Егор посмотрел на коллегу: мол, не хочет ли она присоединиться к допросу, но Вика покачала головой. Рыков свою позицию озвучил и не похоже, что он сдастся под давлением. А информация о подпольных боях очень и очень нужна руководству.
Надо передать Антону Иванычу предложение этого типа. На киношную сделку Иваныч, конечно, не пойдёт, но, возможно, придумает, что ещё предложить Рыкову. Или передаст дело областному начальству. А может, даже в Москву. Подпольные бои – проблема федерального уровня: они проходят по всей стране, постоянно меняя место дислокации. И хотя считается, что большая часть таких «мероприятий» проходит в столице, городах-миллионниках и курортных зонах на юге, организаторы боёв могут заглянуть почти куда угодно.

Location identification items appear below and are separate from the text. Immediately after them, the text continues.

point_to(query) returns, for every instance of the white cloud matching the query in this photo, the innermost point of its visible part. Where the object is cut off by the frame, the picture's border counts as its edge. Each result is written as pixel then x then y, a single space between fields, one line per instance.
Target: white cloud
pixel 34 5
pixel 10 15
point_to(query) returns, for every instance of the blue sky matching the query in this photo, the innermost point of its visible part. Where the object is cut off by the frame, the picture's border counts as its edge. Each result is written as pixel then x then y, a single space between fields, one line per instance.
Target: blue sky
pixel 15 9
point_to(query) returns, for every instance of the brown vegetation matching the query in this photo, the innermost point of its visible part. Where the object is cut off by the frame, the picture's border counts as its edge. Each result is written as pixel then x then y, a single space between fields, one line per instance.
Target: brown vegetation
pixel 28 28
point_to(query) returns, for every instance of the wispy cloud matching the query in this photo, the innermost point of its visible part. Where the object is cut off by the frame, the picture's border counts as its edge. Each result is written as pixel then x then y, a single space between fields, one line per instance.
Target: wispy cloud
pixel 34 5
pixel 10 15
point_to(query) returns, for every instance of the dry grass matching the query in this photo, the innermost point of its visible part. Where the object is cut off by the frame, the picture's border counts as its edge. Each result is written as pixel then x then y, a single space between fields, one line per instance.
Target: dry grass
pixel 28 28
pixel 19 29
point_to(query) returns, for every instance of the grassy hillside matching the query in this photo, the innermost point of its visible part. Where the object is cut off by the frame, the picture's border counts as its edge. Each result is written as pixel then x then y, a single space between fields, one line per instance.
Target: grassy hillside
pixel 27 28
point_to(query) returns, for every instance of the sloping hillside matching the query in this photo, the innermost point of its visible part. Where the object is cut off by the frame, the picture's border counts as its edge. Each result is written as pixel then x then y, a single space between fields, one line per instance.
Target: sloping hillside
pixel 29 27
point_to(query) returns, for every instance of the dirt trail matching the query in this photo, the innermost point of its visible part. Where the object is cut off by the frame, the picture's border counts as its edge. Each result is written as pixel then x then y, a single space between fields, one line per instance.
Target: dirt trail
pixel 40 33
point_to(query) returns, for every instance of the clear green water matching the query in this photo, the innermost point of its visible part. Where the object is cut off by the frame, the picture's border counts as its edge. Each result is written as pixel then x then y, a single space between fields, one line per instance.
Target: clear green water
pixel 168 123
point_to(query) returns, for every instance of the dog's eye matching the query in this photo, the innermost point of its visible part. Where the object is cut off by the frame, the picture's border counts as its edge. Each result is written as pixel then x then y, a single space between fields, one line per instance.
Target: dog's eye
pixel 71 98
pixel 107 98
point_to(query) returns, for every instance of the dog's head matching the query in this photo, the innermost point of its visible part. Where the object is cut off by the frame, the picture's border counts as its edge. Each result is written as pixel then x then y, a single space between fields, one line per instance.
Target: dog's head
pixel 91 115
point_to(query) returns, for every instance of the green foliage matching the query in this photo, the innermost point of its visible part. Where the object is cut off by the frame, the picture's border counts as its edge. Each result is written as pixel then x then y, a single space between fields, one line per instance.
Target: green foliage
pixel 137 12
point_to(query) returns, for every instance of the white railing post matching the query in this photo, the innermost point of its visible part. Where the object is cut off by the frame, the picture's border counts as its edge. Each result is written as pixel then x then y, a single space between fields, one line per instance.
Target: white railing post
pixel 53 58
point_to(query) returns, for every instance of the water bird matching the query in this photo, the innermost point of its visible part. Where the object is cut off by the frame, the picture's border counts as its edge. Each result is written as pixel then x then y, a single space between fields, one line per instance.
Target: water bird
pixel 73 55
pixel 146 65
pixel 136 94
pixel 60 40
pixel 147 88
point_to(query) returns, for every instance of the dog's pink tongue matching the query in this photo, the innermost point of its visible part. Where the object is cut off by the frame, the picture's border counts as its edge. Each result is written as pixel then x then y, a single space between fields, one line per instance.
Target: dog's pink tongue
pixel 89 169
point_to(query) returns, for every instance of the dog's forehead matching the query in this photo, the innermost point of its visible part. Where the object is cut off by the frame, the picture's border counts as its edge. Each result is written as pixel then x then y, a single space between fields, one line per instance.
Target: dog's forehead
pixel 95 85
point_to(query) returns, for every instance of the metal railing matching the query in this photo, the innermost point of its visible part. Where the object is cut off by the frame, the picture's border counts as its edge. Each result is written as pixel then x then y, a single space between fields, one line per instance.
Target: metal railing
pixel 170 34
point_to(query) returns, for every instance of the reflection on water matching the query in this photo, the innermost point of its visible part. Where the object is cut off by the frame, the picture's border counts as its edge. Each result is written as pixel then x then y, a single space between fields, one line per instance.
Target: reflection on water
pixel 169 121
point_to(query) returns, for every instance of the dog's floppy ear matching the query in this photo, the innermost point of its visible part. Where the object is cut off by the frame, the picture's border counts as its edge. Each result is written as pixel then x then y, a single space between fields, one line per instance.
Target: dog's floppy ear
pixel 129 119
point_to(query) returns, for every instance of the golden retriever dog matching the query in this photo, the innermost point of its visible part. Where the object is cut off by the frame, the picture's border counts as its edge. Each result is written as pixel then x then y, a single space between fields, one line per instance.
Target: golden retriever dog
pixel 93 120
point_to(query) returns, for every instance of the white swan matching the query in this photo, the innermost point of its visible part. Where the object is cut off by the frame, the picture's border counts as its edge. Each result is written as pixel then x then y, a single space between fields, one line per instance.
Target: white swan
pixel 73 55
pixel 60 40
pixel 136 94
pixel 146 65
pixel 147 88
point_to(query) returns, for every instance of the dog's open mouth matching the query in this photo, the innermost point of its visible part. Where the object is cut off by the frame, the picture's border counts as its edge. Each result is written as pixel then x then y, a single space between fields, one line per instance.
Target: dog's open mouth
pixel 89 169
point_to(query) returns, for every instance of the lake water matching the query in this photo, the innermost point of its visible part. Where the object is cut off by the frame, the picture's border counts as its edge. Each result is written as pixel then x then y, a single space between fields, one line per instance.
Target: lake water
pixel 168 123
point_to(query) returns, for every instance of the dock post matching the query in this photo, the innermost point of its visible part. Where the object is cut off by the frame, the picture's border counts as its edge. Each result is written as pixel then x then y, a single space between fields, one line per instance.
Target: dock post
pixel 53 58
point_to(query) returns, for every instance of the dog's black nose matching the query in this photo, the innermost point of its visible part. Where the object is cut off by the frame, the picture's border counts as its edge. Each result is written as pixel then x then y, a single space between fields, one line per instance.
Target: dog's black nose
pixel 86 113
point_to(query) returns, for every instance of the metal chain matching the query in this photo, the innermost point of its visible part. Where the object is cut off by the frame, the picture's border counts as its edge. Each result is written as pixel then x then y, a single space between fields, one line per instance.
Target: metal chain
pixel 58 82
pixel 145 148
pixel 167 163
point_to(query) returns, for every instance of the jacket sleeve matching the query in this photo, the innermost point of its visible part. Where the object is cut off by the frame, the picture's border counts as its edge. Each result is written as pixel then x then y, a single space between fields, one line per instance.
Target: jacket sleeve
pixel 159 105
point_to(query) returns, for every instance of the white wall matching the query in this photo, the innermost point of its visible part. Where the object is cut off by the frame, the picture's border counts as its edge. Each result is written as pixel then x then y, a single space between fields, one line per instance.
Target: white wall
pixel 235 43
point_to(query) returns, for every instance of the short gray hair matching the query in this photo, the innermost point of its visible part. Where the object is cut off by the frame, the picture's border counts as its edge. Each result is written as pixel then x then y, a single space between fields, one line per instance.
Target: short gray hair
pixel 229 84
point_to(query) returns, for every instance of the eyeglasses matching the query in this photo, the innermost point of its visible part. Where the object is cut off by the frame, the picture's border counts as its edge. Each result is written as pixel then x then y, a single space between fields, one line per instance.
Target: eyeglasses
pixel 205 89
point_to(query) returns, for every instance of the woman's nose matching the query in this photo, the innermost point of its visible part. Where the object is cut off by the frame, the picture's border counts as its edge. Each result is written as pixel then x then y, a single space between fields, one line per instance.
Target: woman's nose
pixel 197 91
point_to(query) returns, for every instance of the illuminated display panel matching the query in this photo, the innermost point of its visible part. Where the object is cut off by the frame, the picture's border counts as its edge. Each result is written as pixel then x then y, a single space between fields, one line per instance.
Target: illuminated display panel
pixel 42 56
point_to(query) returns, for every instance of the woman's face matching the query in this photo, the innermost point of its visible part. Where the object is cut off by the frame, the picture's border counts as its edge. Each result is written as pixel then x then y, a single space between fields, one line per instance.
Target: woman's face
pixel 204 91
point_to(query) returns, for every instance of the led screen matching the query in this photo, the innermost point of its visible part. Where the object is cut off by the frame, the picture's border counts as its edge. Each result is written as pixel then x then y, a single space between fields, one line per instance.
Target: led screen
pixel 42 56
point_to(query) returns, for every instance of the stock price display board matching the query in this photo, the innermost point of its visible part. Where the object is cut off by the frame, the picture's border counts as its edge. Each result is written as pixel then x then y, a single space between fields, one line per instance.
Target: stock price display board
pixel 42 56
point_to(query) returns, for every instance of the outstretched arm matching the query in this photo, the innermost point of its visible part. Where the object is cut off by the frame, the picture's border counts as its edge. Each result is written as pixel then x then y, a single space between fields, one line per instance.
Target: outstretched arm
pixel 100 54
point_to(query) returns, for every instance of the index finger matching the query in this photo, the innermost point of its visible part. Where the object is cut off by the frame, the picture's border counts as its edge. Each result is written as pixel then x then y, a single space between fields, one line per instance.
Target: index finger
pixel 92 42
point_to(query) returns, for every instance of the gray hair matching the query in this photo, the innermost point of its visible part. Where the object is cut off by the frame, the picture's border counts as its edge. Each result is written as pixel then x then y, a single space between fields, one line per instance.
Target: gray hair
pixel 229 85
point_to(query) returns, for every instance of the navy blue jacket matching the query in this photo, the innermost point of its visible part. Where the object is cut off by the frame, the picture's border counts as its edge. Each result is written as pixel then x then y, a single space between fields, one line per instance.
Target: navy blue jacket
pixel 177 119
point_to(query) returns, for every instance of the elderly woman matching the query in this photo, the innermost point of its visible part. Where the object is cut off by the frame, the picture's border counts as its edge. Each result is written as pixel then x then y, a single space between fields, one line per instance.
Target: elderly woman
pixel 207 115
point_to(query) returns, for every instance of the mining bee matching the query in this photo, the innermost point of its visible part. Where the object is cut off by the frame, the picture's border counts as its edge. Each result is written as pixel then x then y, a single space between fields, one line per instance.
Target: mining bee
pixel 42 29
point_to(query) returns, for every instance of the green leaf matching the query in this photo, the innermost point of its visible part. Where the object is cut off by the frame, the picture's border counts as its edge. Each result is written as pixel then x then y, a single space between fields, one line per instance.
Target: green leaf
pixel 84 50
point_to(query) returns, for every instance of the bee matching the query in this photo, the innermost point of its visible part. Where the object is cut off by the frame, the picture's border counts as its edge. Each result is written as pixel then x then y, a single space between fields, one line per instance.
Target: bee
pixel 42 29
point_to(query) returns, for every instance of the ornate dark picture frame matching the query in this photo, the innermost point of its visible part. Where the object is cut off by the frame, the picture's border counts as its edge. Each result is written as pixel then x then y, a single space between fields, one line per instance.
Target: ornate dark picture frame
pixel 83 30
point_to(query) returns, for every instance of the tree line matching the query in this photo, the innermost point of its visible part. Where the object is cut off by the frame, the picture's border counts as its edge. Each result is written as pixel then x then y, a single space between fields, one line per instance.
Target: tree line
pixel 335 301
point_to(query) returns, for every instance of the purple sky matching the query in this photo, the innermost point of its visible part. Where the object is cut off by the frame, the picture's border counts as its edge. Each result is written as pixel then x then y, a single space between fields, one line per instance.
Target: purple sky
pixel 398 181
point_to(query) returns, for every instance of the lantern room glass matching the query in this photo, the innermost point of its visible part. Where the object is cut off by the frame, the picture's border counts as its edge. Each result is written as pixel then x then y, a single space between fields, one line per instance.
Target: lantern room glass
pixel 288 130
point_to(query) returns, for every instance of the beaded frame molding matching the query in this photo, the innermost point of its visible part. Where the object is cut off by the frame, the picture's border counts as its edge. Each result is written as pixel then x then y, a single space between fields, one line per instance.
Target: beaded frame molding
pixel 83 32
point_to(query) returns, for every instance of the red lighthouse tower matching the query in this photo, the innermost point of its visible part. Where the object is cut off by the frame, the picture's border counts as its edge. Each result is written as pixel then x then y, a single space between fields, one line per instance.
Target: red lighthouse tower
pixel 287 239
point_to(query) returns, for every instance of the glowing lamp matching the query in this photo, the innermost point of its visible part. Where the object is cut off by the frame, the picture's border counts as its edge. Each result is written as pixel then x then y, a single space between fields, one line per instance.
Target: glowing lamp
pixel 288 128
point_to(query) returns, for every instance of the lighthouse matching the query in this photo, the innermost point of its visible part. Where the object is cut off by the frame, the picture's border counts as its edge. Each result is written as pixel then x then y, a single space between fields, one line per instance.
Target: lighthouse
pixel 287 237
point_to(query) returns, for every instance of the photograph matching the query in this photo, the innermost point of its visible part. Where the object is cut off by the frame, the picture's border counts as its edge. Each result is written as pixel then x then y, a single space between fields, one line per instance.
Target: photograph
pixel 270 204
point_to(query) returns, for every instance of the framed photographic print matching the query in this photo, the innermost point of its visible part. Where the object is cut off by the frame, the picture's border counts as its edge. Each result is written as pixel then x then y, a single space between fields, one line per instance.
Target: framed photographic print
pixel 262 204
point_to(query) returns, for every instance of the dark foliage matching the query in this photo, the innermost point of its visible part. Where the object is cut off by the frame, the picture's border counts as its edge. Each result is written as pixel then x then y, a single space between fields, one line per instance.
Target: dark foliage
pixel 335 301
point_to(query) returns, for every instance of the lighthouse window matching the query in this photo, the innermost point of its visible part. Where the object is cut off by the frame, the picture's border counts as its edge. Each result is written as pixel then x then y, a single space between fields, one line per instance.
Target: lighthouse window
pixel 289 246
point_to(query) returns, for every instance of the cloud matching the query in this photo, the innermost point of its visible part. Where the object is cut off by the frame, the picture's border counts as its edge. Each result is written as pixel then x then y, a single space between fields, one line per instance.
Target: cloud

Рыкова увели в оборудованную в конце коридора камеру: большую комнату без окон, разделённую решёткой на три части, и исчерченную знаками не хуже лаборатории. В камере редко бывали «постояльцы», вот и сейчас у Рыкова не оказалось соседей. Его заперли в первый из трёх пустых отсеков, и он, усевшись на узкую койку, с усмешкой кивнул «спецам», пришедшим убедиться, что подозреваемого водворили куда нужно.
– Давай по домам, – сказал Егор, когда они вернулись к посту дежурного. – Я Иванычу отзвонюсь и тебя домой подброшу. Утром на свежую голову будем разбираться с этим Рыковым.
Вика кивнула.
Спалось ей плохо: она то и дело просыпалась, тут же засыпала снова, чтобы опять проснуться через час-полтора. Видимо, напряжённое ожидание действовало на неё сильнее, чем она сама полагала. Что расскажет Рыков? На каких условиях согласится сотрудничать? Сумеют ли они добраться до тех, кто организовывает бои?
Проснувшись в очередной раз в пять ноль три, Вика вдруг подумала, что если бы они было в кино, то утром в камере нашли бы труп Рыкова, убитого самым загадочным образом. Уснуть она не смогла, поэтому приняла душ, сварила кофе и взялась перечитывать доступные материалы дела Ковровой. Хотелось позвонить Максиму и обсудить дело с ним, но он, конечно, спит в половине шестого.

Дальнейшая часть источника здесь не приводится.